“Sex toys are an awesome gateway to an incredible sex life,” says sex educator/author/blogger Violet Blue. “These silly, bizarre little (or big) things can lead to hours of orgasmic exploration, self-discovery, sexual self-reliance and even deeper intimacy between couples (or a hilarious comedy of errors, depending).”
But not all sex toys are safe, says Violet in her article, “Unsafe Sex Products,” also available as a podcast. For example, some sex toys labeled “for novelty use only” are made poorly and cheaply, may break easily, and/or may contain chemical materials that you don’t want in contact with your delicate parts.
Fortunately, many high-quality sex toy manufacturers and vendors take your pleasure and sexual health seriously. (The woman-friendly sex shops I recommend in Better Than I Ever Expected: Straight Talk about Sex After Sixty care about your health and your pleasure, and are careful to carry quality products.)
I’ve paraphrased some of Violet’s tips here, with her permission, about a few products and practices to avoid:
* Nonoxynol-9: an agent that is supposed to kill HIV/AIDS, but can cause cervical abrasions and strip away rectal lining.
* Numbing lubricants and desensitizing creams such as Anal-Eze: If something you’re doing hurts, you want to know it and back off, or injury or infection can occur. “When you can’t feel pain, you are getting injured, period,” says Violet.
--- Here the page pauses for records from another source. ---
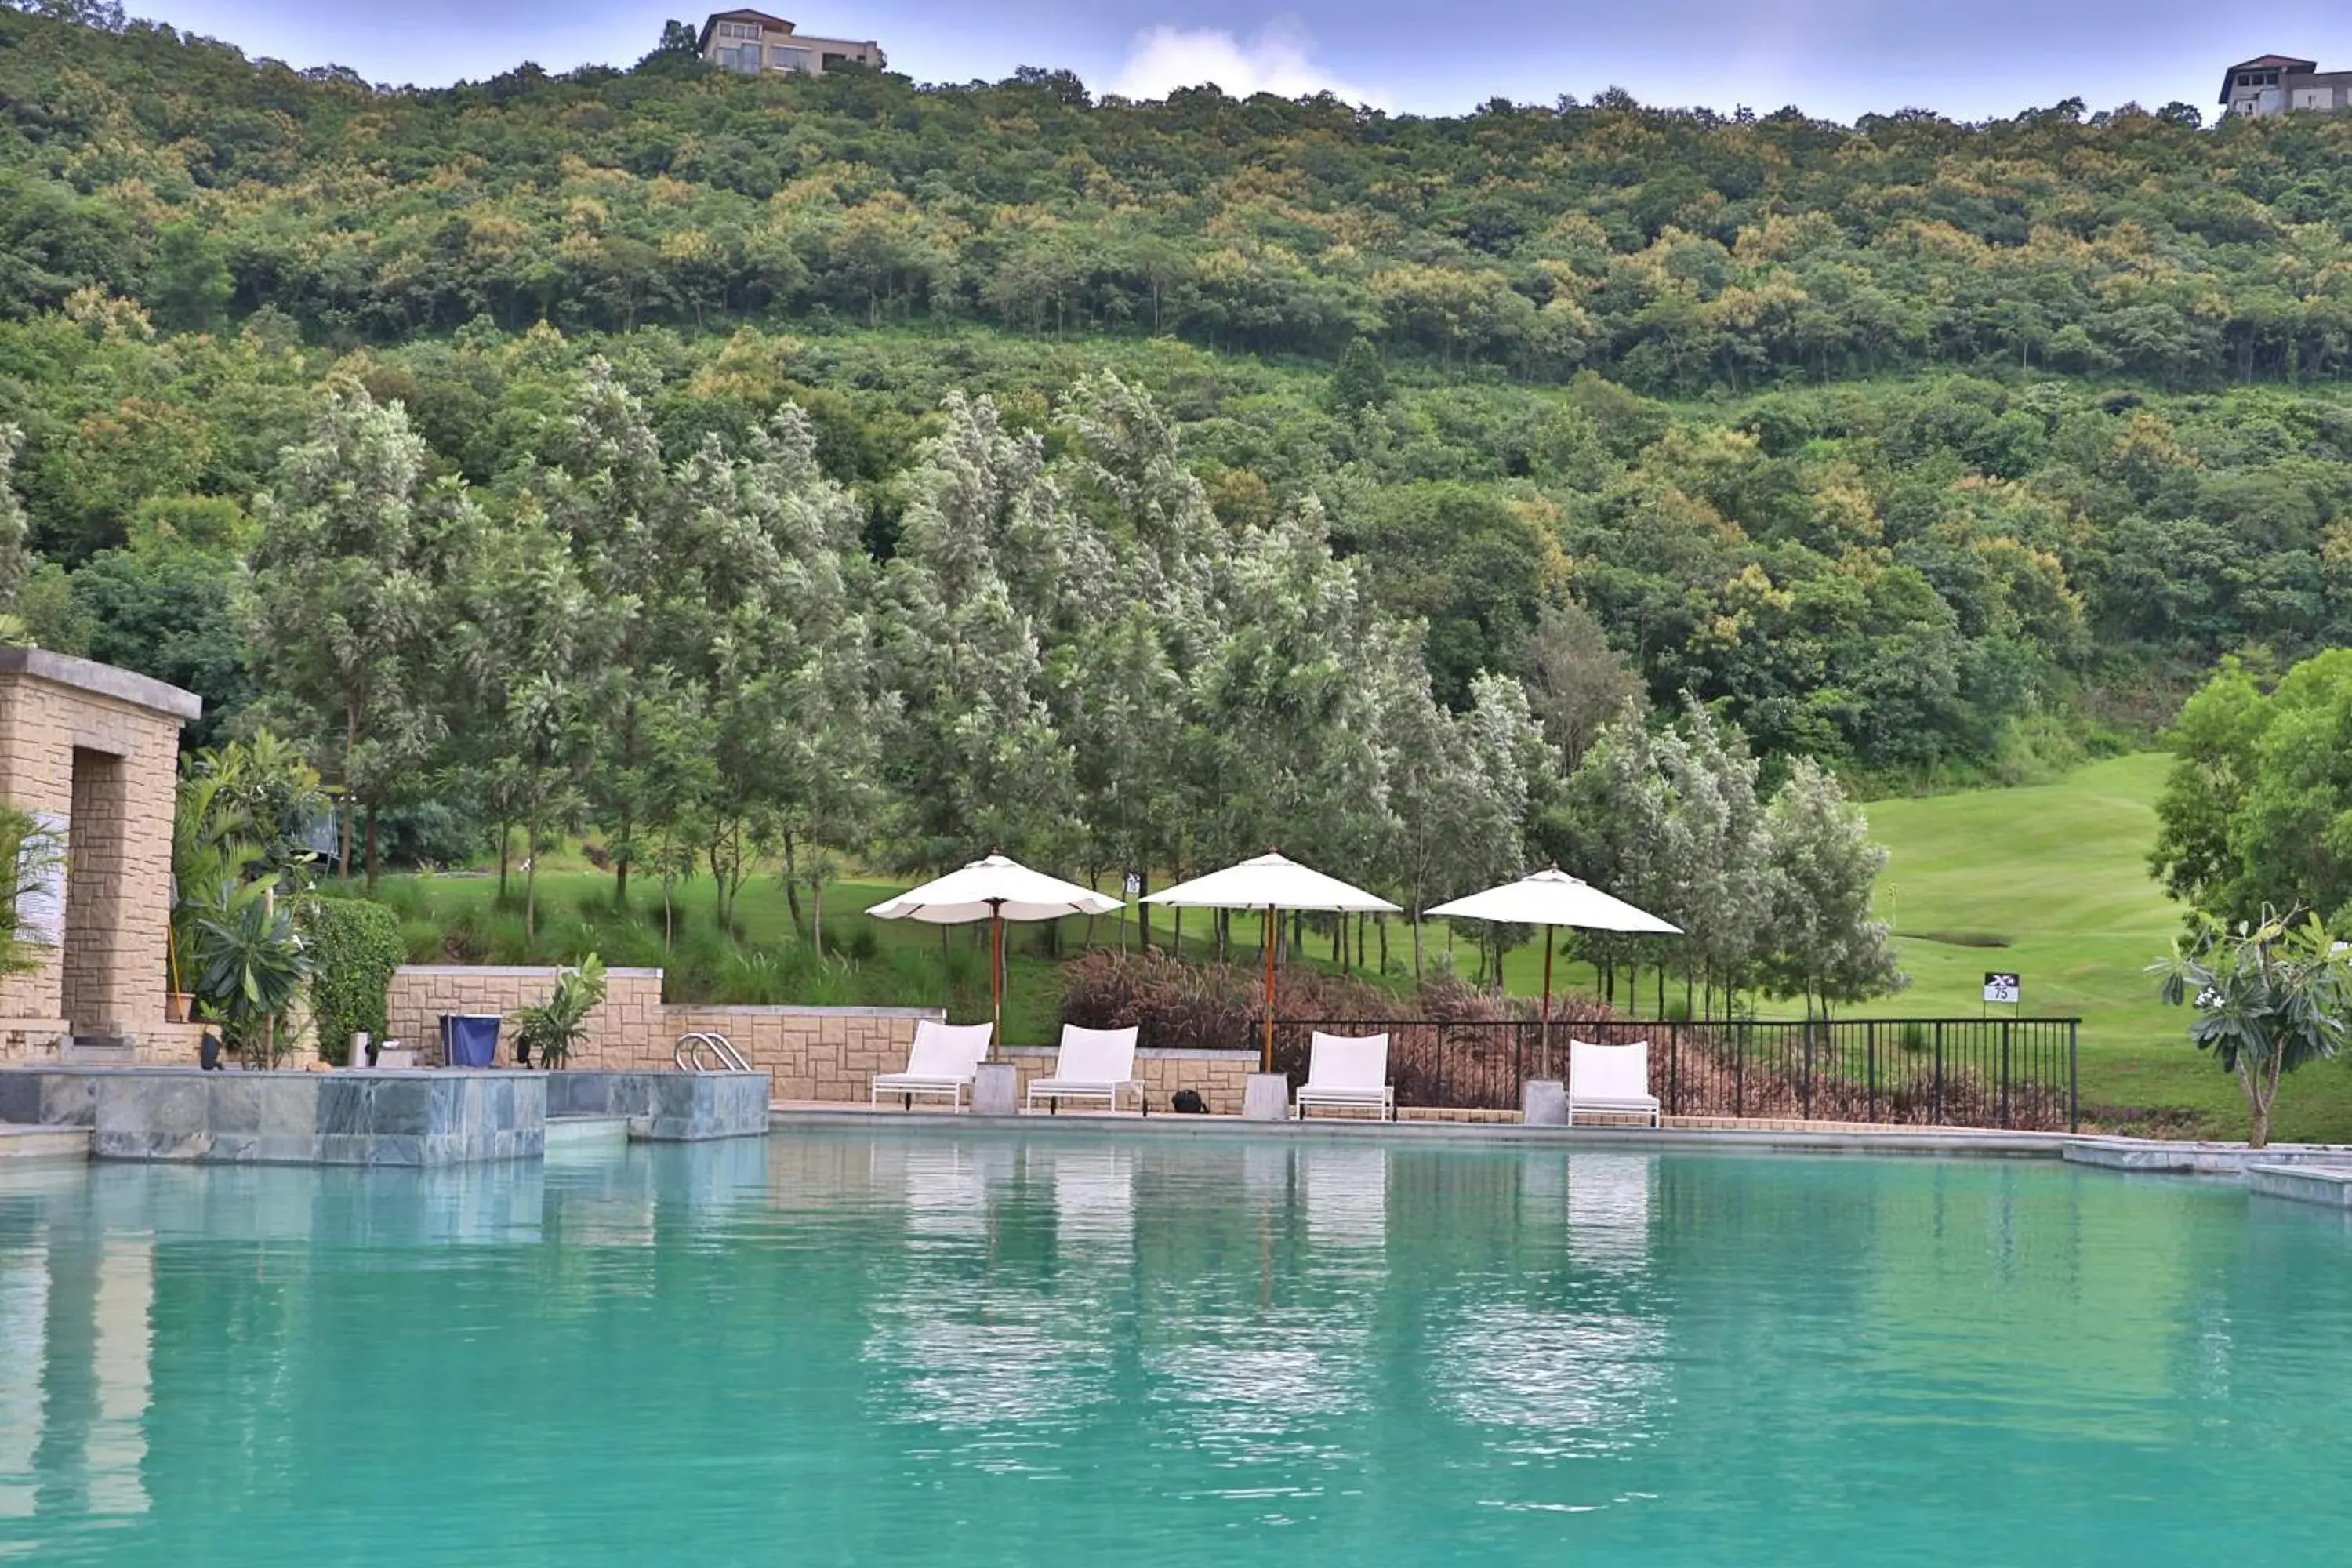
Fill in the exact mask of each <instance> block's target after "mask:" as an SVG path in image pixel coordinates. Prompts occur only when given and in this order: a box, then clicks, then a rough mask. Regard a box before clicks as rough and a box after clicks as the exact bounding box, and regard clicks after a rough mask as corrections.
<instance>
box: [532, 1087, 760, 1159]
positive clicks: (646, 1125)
mask: <svg viewBox="0 0 2352 1568" xmlns="http://www.w3.org/2000/svg"><path fill="white" fill-rule="evenodd" d="M767 1100H769V1081H767V1074H764V1072H550V1074H548V1114H550V1117H628V1133H630V1138H644V1140H649V1143H708V1140H713V1138H764V1135H767Z"/></svg>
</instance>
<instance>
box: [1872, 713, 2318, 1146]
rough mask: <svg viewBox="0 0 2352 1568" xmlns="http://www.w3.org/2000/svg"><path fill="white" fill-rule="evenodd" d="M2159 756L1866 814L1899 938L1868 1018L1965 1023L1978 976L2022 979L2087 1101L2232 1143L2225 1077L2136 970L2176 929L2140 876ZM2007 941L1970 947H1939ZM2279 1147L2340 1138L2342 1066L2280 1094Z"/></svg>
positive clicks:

* Sugar/ glycerin: Avoid lubricants with sugar, colorings and flavors in them. Glycerin/glycerol is a sugar. Sugar feeds yeast, causing vaginal irritation. (That also means no whipped cream or chocolate as “dessert” during oral sex — keep sex and food separate!
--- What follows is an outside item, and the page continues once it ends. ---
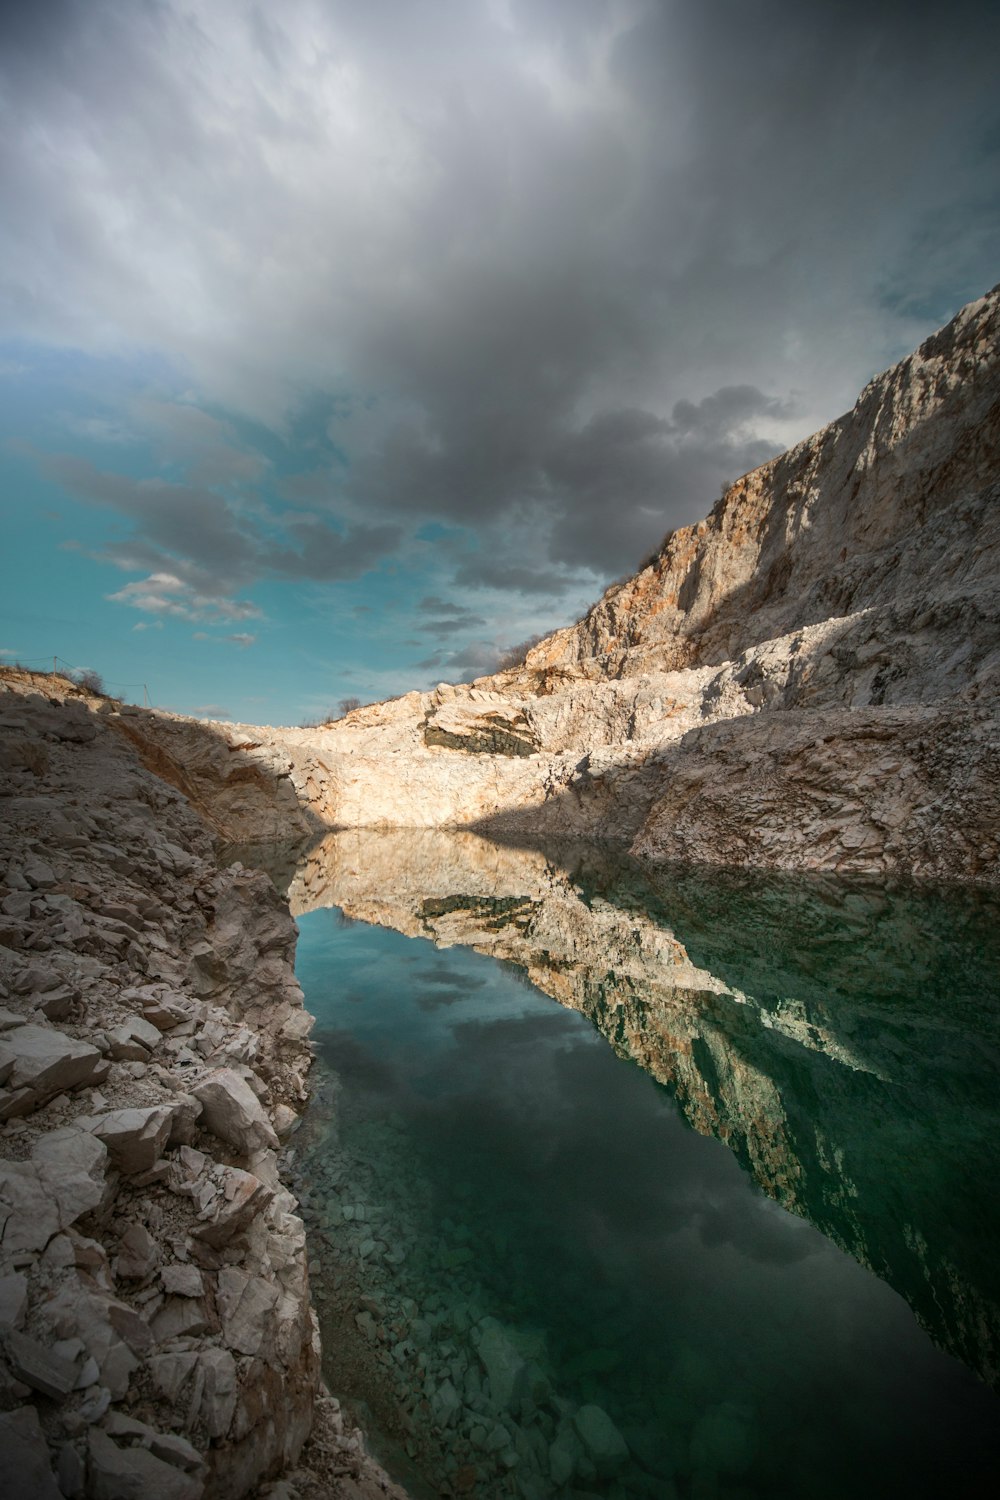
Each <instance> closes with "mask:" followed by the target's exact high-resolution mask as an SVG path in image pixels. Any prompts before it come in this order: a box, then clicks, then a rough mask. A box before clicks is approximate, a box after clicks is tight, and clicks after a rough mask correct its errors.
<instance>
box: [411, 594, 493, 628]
mask: <svg viewBox="0 0 1000 1500" xmlns="http://www.w3.org/2000/svg"><path fill="white" fill-rule="evenodd" d="M417 615H418V616H421V618H418V624H417V628H418V630H423V631H426V633H427V634H430V636H454V634H462V633H463V631H466V630H472V628H475V627H477V625H484V624H486V621H484V619H483V616H481V615H477V613H475V610H472V609H466V607H465V604H456V603H454V601H448V600H445V598H439V597H438V595H436V594H429V595H427V597H426V598H421V600H420V603H418V604H417ZM423 616H430V618H423Z"/></svg>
* No Back to Front: Never go from anus to vagina with body parts or sex toys. Even if you’re squeaky clean from the shower, internal fecal bacteria can transfer. If you like anal stimulation with a sex toy, cover it with a condom.
(Violet Blue is the author and editor of over a dozen books on sex and sexuality, a sex educator who lectures at UC’s and community teaching institutions and writes about erotica, pornography, sexual pleasure and health. Her books include Best Women’s Erotica 2007, The Adventurous Couple’s Guide to Sex Toys, and Lust: Erotic Fantasies for Women. Caution: if you’re not used to in-your-face, graphic sex writing and photos, tread carefully when you visit Violet’s blog!)